Brutal exhalation! I breath and breath
like a toppling steeple! The old Style
cover me like a blanket of needles.
(Tom Verlain, ii, The Night)

Entah bagaimana, atmosfer sublim ini hilang ditelan jaman. Dan kini, rasanya agak sulit menemukan sosok seperti Tom Verlain dan Richard Hell – dua anak muda Dellaware yang menjajaki New York untuk menjadi penyair (dan bukan musisi, pada awalnya). Keduanya merupakan bohemian dengan selera tinggi pada sastra dan musik. Referensi Verlain mencakup musik klasik hingga jazz, dan baru mengangkat gitar ketika mendengar Velvet Underground (dengan penekanan: ia bosan memainkan piano dan menemukan gitar sangat mudah dimainkan). Sedangkan Hell merupakan penulis lirik yang piawai (salah satu gubahannya, Blank Generation, menjelma lagu kebangsaan yang merangkum kegelisahan lintas temporal). Keduanya membentuk The Neon Boys tapi tidak bertahan lama karena perbedaan teknikalitas antara Verlain dan Hell – perseteruan ini berakhir dengan Verlain menyingkirkan Hell lalu membentuk Television. Dalam Television Verlain merancang sebuah fusi antara punk dan puisi, sehingga hadirlah Marquee Moon, yang jika harus digambarkan, mungkin akan berbunyi seperti ini “sebuah album yang menggabungkan lirik simbolis, pandangan nihilist, percikan mimpi surrealist serta eksplorasi musikalitas dinamis“. Tapi tentu, gambaran tersebut adalah omong kosong, karena musik tidak dapat sepenuhnya dirangkum oleh kata-kata: ia membutuhkan bunyi dan sunyi.

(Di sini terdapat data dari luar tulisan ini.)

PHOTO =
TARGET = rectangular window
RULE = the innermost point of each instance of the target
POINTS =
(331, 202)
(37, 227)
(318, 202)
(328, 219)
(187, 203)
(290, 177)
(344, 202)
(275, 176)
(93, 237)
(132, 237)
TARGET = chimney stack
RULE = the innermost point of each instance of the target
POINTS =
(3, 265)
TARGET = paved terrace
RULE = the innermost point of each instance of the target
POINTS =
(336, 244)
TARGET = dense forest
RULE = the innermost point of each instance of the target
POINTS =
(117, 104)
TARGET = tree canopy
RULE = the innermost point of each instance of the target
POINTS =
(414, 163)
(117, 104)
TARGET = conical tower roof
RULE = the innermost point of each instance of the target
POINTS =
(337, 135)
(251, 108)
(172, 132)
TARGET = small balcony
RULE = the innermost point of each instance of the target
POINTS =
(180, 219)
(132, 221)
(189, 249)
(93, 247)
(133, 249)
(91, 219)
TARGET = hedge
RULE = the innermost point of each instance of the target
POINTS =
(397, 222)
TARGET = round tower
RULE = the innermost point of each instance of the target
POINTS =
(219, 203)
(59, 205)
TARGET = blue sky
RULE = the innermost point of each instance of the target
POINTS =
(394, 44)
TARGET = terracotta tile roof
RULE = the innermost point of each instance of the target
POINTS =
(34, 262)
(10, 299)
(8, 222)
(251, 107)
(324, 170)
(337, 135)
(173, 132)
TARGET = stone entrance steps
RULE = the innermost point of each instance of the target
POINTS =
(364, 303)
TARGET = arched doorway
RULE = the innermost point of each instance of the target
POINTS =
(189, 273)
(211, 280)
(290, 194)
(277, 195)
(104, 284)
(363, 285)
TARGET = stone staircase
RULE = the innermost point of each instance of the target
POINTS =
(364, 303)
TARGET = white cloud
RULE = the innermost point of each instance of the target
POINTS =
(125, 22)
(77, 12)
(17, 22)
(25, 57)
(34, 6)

(Television, Marquee Moon)

I remember how the darkness doubled
I recall, lightning struck itself
I was listening, listening to the rain
I was hearing, hearing something else

Lirik di atas merupakan penggalan dari Marquee Moon yang kerap dinyatakan kritikus sebagai salah satu lagu terbaik sepanjang masa. Namun, karena visi perfeksionis Television berbenturan dengan arus utama musik (punk) saat itu, maka penjualan album tersebut tidak memberikan jaminan kesuksesan bagi para personelnya. Gelagat seperti ini sebetulnya bukan hal asing, karena industri lebih memilih untuk menjual gaya hidup daripada kualitas musik. Hal ini jelas terpampang, bahkan ketika Lloyd dan Verlain dinobatkan sebagai duet gitaris terhebat dalam genre punk, dan pengerjaan demo album yang digarap tangan dingin Brian Eno, tidak menjadikan Television sukses secara komersial. Kondisi ini berlanjut ketika Television merilis album kedua yang berjudul Adventure pada tahun 1978, kesuksesan komersial semakin menjauh ketika kritikus memberikan beban bayang-bayang orisinalitas Marquee Moon pada album kedua tersebut – menjadikan Adventure secara harfiah menjadi petualangan terakhir bagi Verlain bersama Television. Memang mereka bergabung kembali pada tahun 1990 dan merilis album berjudul Television, namun keajaiban Marquee Moon nampaknya menjadi kutukan tersendiri: karena apapun yang terlahir setelahnya (termasuk solo karir para personelnya), senantiasa dibandingkan dengan kemegahan album tersebut. Seperti ada kekesalan terpendam bagi Verlain pada keberhasilan album yang menempatkan namanya di papan atas musisi punk, tapi sekaligus menjadi boomerang pada karya-karya selanjutnya. Kekesalan ini nampak jelas karena hampir dalam setiap wawancara ia menolak untuk membicarakan “era CBGB” dan kebesaran Television di penghujung tahun 70an – sehingga seringkali wawancara dengan sosok jenius ini berakhir dengan perbincangan tentang puisi dan penyair, tanpa membicarakan musik sama sekali. Bagi saya sendiri, Tom Verlain dan Television adalah satu lagi kisah tentang korban dari sang Muse yang datang pada penyair – ketika ia hadir, bulan nampak begitu tanpa cela dan terciptalah sebuah rangkaian puisi liar dalam Marquee Moon – lalu sang Muse pergi seketika tanpa meninggalkan pesan apapun. Hanya penyair sekelas Arthur Rimbaud yang tahu kapan Muse akan pergi sehingga ia memutuskan berhenti untuk berpuisi. Tapi bagi para panyair lain, kepergiannya kerap berakhir dengan matinya kata-kata – dan upaya pencarian kembali, dalam istilah Rimbaud, akan menjadi A Season in Hell.